A team at Brigham and Women's Hospital developed a large language model (LLM) to identify recommendations for additional imaging using patient radiology reports culled from their system's EHR. The model performed well in a test set and could be used to help ensure timely follow-ups, noted first author Dr. Nooshin Abbasi and colleagues.
"The large number of radiology reports generated daily, and the high rate of reports containing recommendations for additional imaging raises the possibility of using the AI model to actively monitor the EHR for radiology reports with RAI," the group wrote. The article was published online April 19 in the American Journal of Roentgenology.
Studies have shown that delays or failure in follow-up of clinically necessary RAIs can cause patient harm, yet despite these safety concerns, reported rates of performing recommended imaging are low, with 25% to 35% of RAIs not being followed, according to the authors.
In this study, Abbasi's group modified a Bidirectional Encoder Representations from Transformers (BERT) model introduced by Google in 2018. BERT is an AI-based LLM (with similar functions as ChatGPT) pretrained on over 3 billion words to understand the context of human language. BERT has shown potential for medical applications, but "evidence is lacking to show the benefit of these robust AI-based techniques in detecting RAI within radiology reports," the authors noted.
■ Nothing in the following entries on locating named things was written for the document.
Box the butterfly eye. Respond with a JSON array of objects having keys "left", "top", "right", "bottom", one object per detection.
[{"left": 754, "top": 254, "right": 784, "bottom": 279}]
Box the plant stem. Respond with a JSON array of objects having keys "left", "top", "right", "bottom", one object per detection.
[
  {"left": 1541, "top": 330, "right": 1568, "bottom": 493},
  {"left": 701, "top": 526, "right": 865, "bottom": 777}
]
To assess BERT's performance for identifying report recommendations for further imaging, the investigators extracted 7,560 radiology reports from 7,419 unique patients across all practice settings (emergency, inpatient, and outpatient), subspecialties, and modalities in their EHR between January 2015 and June 2021. A panel of six radiologists and referring practitioners then read the reports and created a list of statements ("recommend short interval follow-up" or "consider performing [additional imaging]," for instance) that should or should not be considered to represent a report recommendation for additional imaging.
Based on this list, two annotators manually reviewed all reports and labeled them for the presence versus absence of recommendations for additional imaging. This data was added to the pretrained BERT model and the research team then evaluated the model with an external validation set of 1,260 reports from 1,197 patients.
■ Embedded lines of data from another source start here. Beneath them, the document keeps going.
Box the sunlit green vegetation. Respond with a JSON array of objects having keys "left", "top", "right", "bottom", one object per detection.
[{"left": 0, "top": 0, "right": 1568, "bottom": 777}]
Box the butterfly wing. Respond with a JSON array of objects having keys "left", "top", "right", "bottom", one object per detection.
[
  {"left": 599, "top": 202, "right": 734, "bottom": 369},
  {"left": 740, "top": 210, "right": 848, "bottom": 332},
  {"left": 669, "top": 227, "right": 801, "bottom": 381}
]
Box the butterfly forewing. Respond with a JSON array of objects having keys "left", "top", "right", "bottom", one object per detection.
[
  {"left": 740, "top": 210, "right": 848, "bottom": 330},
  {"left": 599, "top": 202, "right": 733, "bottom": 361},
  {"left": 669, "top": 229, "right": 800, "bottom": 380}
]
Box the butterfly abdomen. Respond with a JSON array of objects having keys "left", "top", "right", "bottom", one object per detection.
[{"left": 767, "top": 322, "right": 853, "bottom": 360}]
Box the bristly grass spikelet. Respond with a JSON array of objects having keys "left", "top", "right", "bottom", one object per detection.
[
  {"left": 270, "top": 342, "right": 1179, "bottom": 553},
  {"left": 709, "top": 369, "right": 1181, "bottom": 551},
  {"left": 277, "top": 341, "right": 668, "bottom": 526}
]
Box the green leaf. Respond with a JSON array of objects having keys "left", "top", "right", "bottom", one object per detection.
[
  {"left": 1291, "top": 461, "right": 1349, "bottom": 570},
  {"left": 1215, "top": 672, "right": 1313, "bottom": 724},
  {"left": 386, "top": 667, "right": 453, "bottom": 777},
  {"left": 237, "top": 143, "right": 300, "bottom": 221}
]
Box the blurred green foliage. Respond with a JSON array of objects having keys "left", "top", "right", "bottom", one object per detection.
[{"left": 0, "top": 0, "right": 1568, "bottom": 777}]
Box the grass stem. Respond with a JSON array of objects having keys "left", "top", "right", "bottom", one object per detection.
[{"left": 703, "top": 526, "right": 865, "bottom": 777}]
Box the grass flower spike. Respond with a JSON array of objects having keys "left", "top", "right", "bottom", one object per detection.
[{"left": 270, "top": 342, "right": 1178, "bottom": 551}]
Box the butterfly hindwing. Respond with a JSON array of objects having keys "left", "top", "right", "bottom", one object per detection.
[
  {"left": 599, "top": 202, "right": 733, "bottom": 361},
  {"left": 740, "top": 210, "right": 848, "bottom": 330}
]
The team assessed the performance of the BERT-based model for precision (true positives/[true positives + false positives]), recall (true positives/[true positive + false negatives]), F1 score (mean of precision and recall), and overall accuracy.
The authors found the following regarding the performance of the BERT-based model's external validation set for identifying RAI's in the following reports:
- An accuracy of 99%
- An F1 score of 95%
- Precision of 99%
- Recall of 91%
This model could be applied as part of larger automated workflows to identify whether the recommended imaging was performed and to generate reminders when detecting clinically necessary RAIs that have not been performed, the researchers suggested.
"Nonetheless, future research is needed to assess the model's broader application," they concluded.